Questionable PIN Security

@dh024 Yes, @Jmac is right: I can reproduce this for a desktop vault that has been PIN-locked after disabling the option Lock with master password on restart. In my case, I assumed the attacker was using a portable desktop installation – e.g., with D:\Bitwarden-Portable-2022.6.2.exe installed on a USB (D:). On the victim computer, navigate to %AppData%\Bitwarden and copy the data.json file to the USB at D:\bitwarden-appdata\data.json. If the computer is locked or powered off, use a recovery environment on a bootable USB to access the file. The copied vault can still be unlocked using the PIN, from any computer.

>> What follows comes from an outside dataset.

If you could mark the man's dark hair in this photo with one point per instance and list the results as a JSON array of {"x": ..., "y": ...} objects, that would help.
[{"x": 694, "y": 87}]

Thus, the attacker can take the USB to any other computer, and try to crack the PIN at their leisure. If doing this manually (by trying the obvious 1111, 1234, birthdates, etc.), you can get an unlimited number of unlock attempts simply by closing and restarting the app after each fourth attempt. There may be a hash stored in the data.json file that would make a more automated cracking attempt possible, but I have not explored this yet.

@rpaulson If you are worried about a memory attack, then you are going to be disappointed. Despite what is said in the Bitwarden documentation and whitepaper, whether the vault is unlocked, locked, or logged out, the actual master password is stored in unencrypted plaintext in memory until you shut down the app process completely!